McDonald v. . Howe

100 S.E. 427 | N.C. | 1919

Mary Washington Howe, the aunt of the plaintiffs, provided in her will as follows: "The remainder of my property I give to my sister, Rebecca Jane McDonald, for her use until her daughters, Nada Roberta and Alfreda Eloise, become of age, when it becomes theirs. Should Nada and Alfreda die, leaving sister or sisters, brother or brothers, of their mother's children, the sister or sisters, brother or brothers, shall inherit the property here mentioned. Should they die, the property is to be sold and proceeds divided between the children of my brothers, John T. Howe and A. P. Howe."

This proceeding is to have the adverse claims of the defendants set aside and to have the plaintiff declared the owner in fee of the land described in the will.

The plaintiffs, Nada Roberta and Alfreda Eloise McDonald, are both of age. The defendants are their minor sisters who through their guardian ad litem demurred to the complaint upon the ground that it does not state a cause of action because it appears from the will under which the plaintiffs claim the land that they "were only given a life estate in said property and not the fee, (258) and at most they only own a determinable fee, and that in the event they should die leaving a brother or sister of their mother's children that the fee simple estate would be given to such brother or sister; and this being true, the plaintiffs are not entitled to have the court adjudge that these defendants have no interest in said property and that the plaintiffs own the same in fee simple." The other defendants are the sons of John T. and A. P. Howe. *276

The case coming before Stacy, Judge, at Fall Term, 1918, he sustained the demurrer and held that the plaintiffs were not the owners in fee of the land described in the complaint, but the court adjourned before the judgment sustaining the demurrer was signed.

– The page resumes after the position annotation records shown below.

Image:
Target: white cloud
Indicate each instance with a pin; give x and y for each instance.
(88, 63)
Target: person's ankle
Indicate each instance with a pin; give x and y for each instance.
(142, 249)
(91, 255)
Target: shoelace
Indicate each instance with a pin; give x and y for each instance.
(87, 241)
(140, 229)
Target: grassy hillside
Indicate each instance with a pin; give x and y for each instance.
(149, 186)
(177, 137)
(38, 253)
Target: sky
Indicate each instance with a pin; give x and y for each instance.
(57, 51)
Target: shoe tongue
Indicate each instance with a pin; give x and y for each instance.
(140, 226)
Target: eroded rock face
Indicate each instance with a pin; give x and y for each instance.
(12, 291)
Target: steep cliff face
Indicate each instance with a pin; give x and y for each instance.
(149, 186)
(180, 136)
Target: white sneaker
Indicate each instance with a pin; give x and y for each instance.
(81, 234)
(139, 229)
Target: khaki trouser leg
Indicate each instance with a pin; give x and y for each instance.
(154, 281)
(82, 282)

The case was brought before Calvert, Judge, at April Term, 1919, of the same court, who ruled that "plaintiffs are not the owners in fee of the land, but only have a life estate therein, or at most a determinable fee, and therefore are not entitled to the relief prayed for" and dismissed the action. Appeal by plaintiffs. There was no irregularity upon the face of the proceedings. This Court has repeatedly held that the requirement that a judgment should be signed by the judge is "only directory and a judgment passed in open court and filed with the papers as a part of the judgment roll is a valid judgment, though not signed by the judge." Range Co. v. Carver, 118 N.C. 328, citingRollins v. Henry, 78 N.C. 342; Matthews v. Joyce, 85 N.C. 258; Keener v.Goodson, 89 N.C. 273; Spencer v. Credle, 102 N.C. 68; Bond v. Wool,113 N.C. 20.

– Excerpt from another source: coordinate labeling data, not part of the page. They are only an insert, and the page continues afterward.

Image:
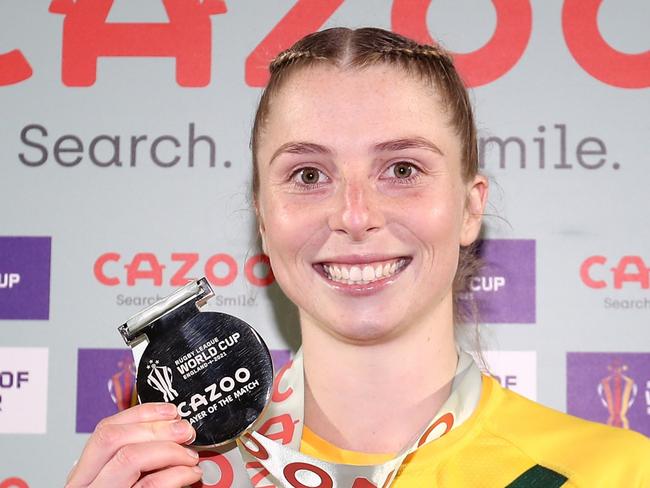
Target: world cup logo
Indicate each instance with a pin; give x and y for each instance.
(617, 393)
(160, 379)
(121, 385)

Even if the judgment should have been signed, the record could be completed by entering judgment nunc pro tunc at a succeeding term of the court. Ferrell v. Hales, 119 N.C. 212, and cases there cited, which has been approved in Taylor v. Ervin, 119 N.C. 274; Knowles v. Savage,140 N.C. 374; Brown v. Harding, 171 N.C. 687; Hardware Co. v. Holt,173 N.C. 311; and especially in Pfeifer v. Drug Co., 171 N.C. 216, where the authorities are fully cited.

In the construction of a will the object is to arrive at the intention of the testator. The testator here gave her daughter the property until her daughters, the plaintiffs, should become of age, "when it becomes theirs." These words indicate an intention that the property should be theirs absolutely upon the happening of that contingency. The words "Should Nada and Alfreda die, leaving sister or sisters, brother or brothers, of their mother's children, the sister or sisters, brother or brothers shall inherit the property (259) herein mentioned" indicate, we think, an intention that should the contingency fail upon which the plaintiffs should have the property absolutely, i.e., should they die before arriving at age, then this property should go to their sisters or brothers. The further clause, "should they (evidently meaning such sisters or brothers) die, the property to be sold and the proceeds divided *277 between the children of my brothers, John T. Howe and A. P. Howe," presents more difficulty, but we need not consider that since the property having become absolutely the property of Nada and Alfreda by their arriving at age, the contingency upon which the property should go over to the children of John T. and A. P. Howe cannot happen.

It is the policy of the law that a devise should take effect at the earliest moment that the language will permit, which in this case is the arrival at age, at which time the property should become vested in fee. The Act of 1827, now Rev. 1581, construing limitations contingent upon any person dying without heirs, has no application to this case.

The plaintiffs, we think, acquired a fee simple absolute upon their arriving at twenty-one.

Reversed.

Cited: Robertson v. Robertson, 190 N.C. 562; Westfelt v. Reynolds,191 N.C. 808; LaBarbe v. Ingle, 201 N.C. 814; Priddy Co. v. Sanderford,221 N.C. 424; Lee v. Rhodes, 227 N.C. 241; Carter v. Kempton, 233 N.C. 7; S.v. Atkins, 242 N.C. 297; Parker v. Parker, 252 N.C. 403; Trust Co. v.Taylor, 255 N.C. 128; Stegall v. Produce Co., 261 N.C. 488.